The proposal also says companies that emit greenhouse gases should be protected from lawsuits over their contribution to climate change.

Michael B. Gerrard, the director of the Sabin Center for Climate Change Law at Columbia Law School and an expert on climate litigation, said there had been four suits brought against energy companies over climate change, including one brought by the eroding Arctic coastal town of Kivalina, Alaska. "None of those has gotten very far," Mr. Gerrard said, but "there continues to be talk of more."

Mr. Gerrard added, "If a sufficiently high carbon tax were imposed, it could accomplish a lot more for fighting climate change than liability suits."

The Climate Leadership Council's plan sets an initial tax of $40 per ton of carbon dioxide produced, which would add 36 cents to the cost of each gallon of gasoline sold. The group estimates the tax would raise more than $200 billion a year, and the rate would rise over time, dampening demand for fossil fuels. The average family of four would receive approximately $2,000 in the first year as a carbon dividend, the group says.

A tax-and-dividend plan would cut American carbon pollution even as the Trump administration withdraws from the Paris climate accord, the group says.

Exxon has said for years that it supports a carbon tax, at least in the abstract, but the company had never formally endorsed a proposal. In 2009, the company's chief executive, Rex W. Tillerson, who is now secretary of state, called carbon taxes "a more direct, a more transparent and a more effective approach" than a cap-and-trade proposal Congress was considering at the time.

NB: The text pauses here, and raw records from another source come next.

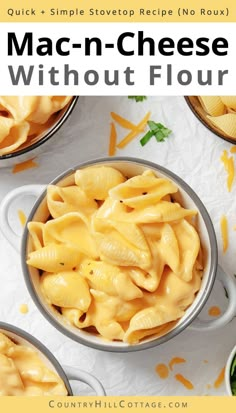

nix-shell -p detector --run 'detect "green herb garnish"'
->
[230,355,236,396]
[140,120,172,146]
[128,96,147,102]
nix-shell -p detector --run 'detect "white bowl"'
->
[0,158,236,352]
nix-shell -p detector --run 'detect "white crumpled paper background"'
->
[0,97,236,396]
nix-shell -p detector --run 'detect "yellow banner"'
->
[0,396,236,413]
[0,0,236,23]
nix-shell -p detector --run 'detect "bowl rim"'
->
[21,157,218,353]
[225,345,236,396]
[0,96,79,162]
[0,321,73,396]
[184,95,236,145]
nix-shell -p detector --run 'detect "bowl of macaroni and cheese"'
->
[0,322,105,396]
[0,158,236,352]
[0,96,78,168]
[185,96,236,144]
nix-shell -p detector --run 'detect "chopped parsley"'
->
[128,96,147,102]
[140,120,172,146]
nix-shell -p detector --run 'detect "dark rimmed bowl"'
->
[21,157,218,352]
[0,96,79,168]
[0,322,106,396]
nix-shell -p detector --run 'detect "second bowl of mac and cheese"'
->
[0,96,77,168]
[0,322,105,397]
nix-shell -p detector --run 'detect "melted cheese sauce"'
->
[27,166,203,344]
[0,332,67,396]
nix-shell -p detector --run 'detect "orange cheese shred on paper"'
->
[117,112,151,149]
[214,367,225,389]
[17,209,27,227]
[175,374,194,390]
[169,357,186,370]
[155,363,169,379]
[208,306,221,317]
[220,150,234,192]
[111,112,137,130]
[19,304,29,314]
[108,122,117,156]
[220,215,229,253]
[12,159,38,174]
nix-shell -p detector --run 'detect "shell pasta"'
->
[0,96,72,156]
[0,332,68,396]
[198,96,236,139]
[27,166,203,344]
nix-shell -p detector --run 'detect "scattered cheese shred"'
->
[155,364,169,379]
[220,150,234,192]
[169,357,186,370]
[220,215,229,253]
[175,374,194,390]
[214,367,225,389]
[108,122,117,156]
[117,112,151,149]
[111,112,137,130]
[12,159,38,174]
[17,209,27,227]
[208,306,221,317]
[19,304,29,314]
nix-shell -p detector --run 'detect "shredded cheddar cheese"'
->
[208,306,221,317]
[175,374,194,390]
[214,367,225,389]
[220,150,234,192]
[117,112,151,149]
[155,364,169,379]
[17,209,26,227]
[19,304,29,314]
[111,112,140,130]
[220,215,229,253]
[12,159,38,174]
[169,357,186,370]
[109,122,117,156]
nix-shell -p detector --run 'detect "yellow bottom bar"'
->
[0,396,236,413]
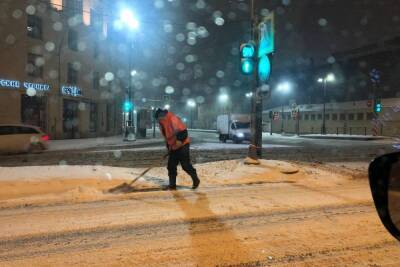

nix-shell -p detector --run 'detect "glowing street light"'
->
[186,99,196,108]
[120,9,139,30]
[218,94,229,103]
[276,82,292,94]
[318,73,336,135]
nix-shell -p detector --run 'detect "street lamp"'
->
[115,9,139,141]
[186,99,196,129]
[318,73,336,135]
[271,81,292,134]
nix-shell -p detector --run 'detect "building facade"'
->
[0,0,127,139]
[263,98,400,137]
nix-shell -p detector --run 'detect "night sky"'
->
[112,0,400,111]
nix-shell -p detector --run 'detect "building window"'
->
[26,53,44,78]
[65,0,83,16]
[89,103,97,133]
[93,41,99,58]
[68,30,78,51]
[93,71,100,90]
[26,15,42,39]
[367,112,374,121]
[67,63,78,84]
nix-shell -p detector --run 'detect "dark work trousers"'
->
[168,144,199,186]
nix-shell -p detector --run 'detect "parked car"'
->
[217,114,251,143]
[0,124,49,154]
[369,152,400,241]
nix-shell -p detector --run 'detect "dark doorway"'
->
[63,99,79,139]
[21,95,47,131]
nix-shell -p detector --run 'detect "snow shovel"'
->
[108,153,169,193]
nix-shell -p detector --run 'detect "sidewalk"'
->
[300,134,388,141]
[49,135,164,151]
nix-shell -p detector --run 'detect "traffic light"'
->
[123,100,133,112]
[374,99,382,113]
[240,43,256,75]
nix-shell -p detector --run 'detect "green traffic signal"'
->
[374,99,382,113]
[123,100,133,112]
[240,43,256,75]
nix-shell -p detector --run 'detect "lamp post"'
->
[318,73,335,135]
[115,9,139,141]
[186,99,196,129]
[271,82,292,134]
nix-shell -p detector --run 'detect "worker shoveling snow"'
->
[0,160,362,207]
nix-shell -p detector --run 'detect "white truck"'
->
[217,114,251,144]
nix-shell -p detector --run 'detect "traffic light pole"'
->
[249,0,262,159]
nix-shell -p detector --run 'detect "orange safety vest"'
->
[160,111,190,150]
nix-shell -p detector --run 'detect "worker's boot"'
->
[192,173,200,189]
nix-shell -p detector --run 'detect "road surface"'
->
[0,168,400,266]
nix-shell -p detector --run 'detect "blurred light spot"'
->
[113,150,122,158]
[176,33,186,42]
[53,21,63,32]
[165,85,175,95]
[318,18,328,27]
[176,62,185,71]
[154,0,164,9]
[26,88,36,96]
[49,70,58,79]
[13,9,23,19]
[261,8,269,17]
[326,56,336,64]
[185,55,197,63]
[78,41,86,52]
[164,23,174,33]
[196,96,205,104]
[44,42,56,52]
[104,72,114,82]
[25,5,36,15]
[6,34,16,45]
[78,102,86,111]
[214,17,225,26]
[186,22,197,31]
[216,70,225,79]
[35,57,45,67]
[196,26,210,38]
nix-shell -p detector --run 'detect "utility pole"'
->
[249,0,262,158]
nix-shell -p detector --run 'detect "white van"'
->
[217,114,251,143]
[0,124,49,154]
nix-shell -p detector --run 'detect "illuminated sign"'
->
[0,79,19,88]
[61,86,82,96]
[0,79,50,91]
[24,82,50,91]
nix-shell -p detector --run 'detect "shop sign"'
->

In a statement, the current chief executive of Exxon Mobil, Darren W. Woods, said the company was "encouraged" by the climate group's proposal, which "aligns closely with our longstanding principles." A company spokesman said the liability component of the plan was not part of the company's decision to endorse it.

Along with the oil companies, the corporate backers include Johnson & Johnson, Unilever and Procter & Gamble. Ted Halstead, the chief executive of the Climate Leadership Council, said the group did not accept corporate contributions.

Environmental organizations, including the Nature Conservancy and the World Resources Institute, are also endorsing the plan. Individual supporters include the theoretical physicist Stephen Hawking; Steven Chu, a secretary of energy under President Barack Obama; Michael R. Bloomberg, the former New York mayor; and the Indian industrialist Ratan Tata.

The plan's Republican authors include James A. Baker III and George P. Shultz, both former secretaries of state, and Henry M. Paulson Jr., a former secretary of the Treasury.

But Mr. Halstead said the council had "moved a little more to the center," adding new leaders like Lawrence H. Summers, a secretary of the Treasury under President Bill Clinton, and Laurene Powell Jobs, a philanthropist and the widow of the Apple founder Steve Jobs.

"For this to pass, it will have to pass on a bipartisan basis," Mr. Halstead said.

Mr. Summers said the chances that Congress would pass a carbon tax in the near future were low. But, he said, "there is a reasonable shot that there will be an opening that will be taken in the next several years," especially because the dividends could benefit low-income Americans.

"It's hard to argue against a fuel tax that Exxon's in favor of," he said.